In a 6-3 decision, the Supreme Court’s conservative majority effectively raised the bar for challenges to election maps that limit the equal opportunity of minority voters to elect candidates of their choosing, even if lawmakers did not have deliberate intent to discriminate.
Justice Samuel Alito authored the opinion, which said that states only violate the Voting Rights Act when “evidence supports a strong inference that the State intentionally drew its districts to afford minority voters less opportunity because of their race.”
The ruling reverses lower court decisions that said Louisiana’s map, drawn after the 2020 census, violated the Voting Rights Act because only one of six districts was majority Black. More than a third of the state’s voting age population is Black.
Those courts had ordered Louisiana to add a second majority-Black district, a process which in turn explicitly relied on race. Alito said that move infringed on the rights of white voters under the 14th Amendment’s equal protection clause.
“That map is an unconstitutional gerrymander, and its use would violate the plaintiffs’ constitutional rights,” Justice Alito wrote for the majority.
“In considering whether the Constitution permits the intentional use of race to comply with the Voting Rights Act, we start with the general rule that the Constitution almost never permits the Federal Government or a State to discriminate on the basis of race,” the court added.
In a dissent read aloud from the bench, Justice Elena Kagan said the ruling “renders Section 2 all but a dead letter.”
“If other states follow Louisiana’s lead,” she wrote, “the minority citizens residing there will no longer have an equal opportunity to elect candidates of their choice.”
The White House celebrated the Supreme Court decision as a “complete and total victory for American voters.”
“The color of one’s skin should not dictate which congressional district you belong in. We commend the court for putting an end to the unconstitutional abuse of the Voting Rights Act and protecting civil rights,” White House spokesperson Abigail Jackson said in a statement.
Civil rights groups had warned the case could have a catastrophic impact on minority voters’ influence across the South and result in reduced minority representation in Congress going forward.
The NAACP called the court’s ruling a “devastating blow to what remains of the Voting Rights Act” and “a license for corrupt politicians who want to rig the system by silencing entire communities.”
“The Supreme Court betrayed Black voters, they betrayed America, and they betrayed our democracy,” NAACP President Derrick Johnson said in a statement. “This ruling is a major setback for our nation and threatens to erode the hard-won victories we’ve fought, bled, and died for.
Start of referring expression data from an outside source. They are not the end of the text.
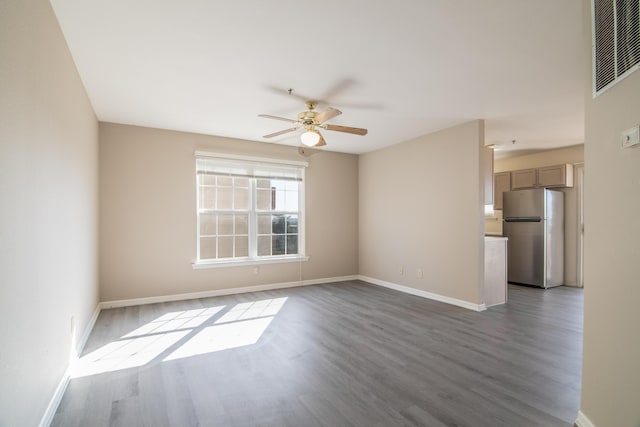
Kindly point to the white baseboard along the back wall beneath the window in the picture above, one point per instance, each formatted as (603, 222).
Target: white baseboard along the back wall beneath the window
(219, 292)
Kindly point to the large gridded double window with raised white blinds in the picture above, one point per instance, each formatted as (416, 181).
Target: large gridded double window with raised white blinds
(249, 209)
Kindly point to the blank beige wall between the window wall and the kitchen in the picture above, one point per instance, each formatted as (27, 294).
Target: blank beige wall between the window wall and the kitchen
(421, 207)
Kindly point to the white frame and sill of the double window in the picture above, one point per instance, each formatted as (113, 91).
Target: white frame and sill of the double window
(253, 213)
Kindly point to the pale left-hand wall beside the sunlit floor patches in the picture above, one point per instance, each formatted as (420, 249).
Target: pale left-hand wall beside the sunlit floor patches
(48, 214)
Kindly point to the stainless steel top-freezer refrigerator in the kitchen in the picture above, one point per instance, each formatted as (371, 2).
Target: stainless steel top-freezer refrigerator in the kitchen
(534, 224)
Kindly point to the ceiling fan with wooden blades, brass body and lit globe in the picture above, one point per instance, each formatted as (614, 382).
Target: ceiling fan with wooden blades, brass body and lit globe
(311, 121)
But the people still can fight back. Our best defense and offense is the ballot box, and we’re going to turn out voters in the midterm elections to make sure we can elect representatives who look out for us.”
More than a dozen states, mostly in the South, that have court-ordered majority-minority congressional districts could potentially try to redraw their maps to eliminate those districts for political advantage. Most majority-minority districts are represented by Democrats.
It’s not immediately clear how far-reaching the ruling in the Louisiana case will be or whether more states will attempt to redraw their maps so close to the November election.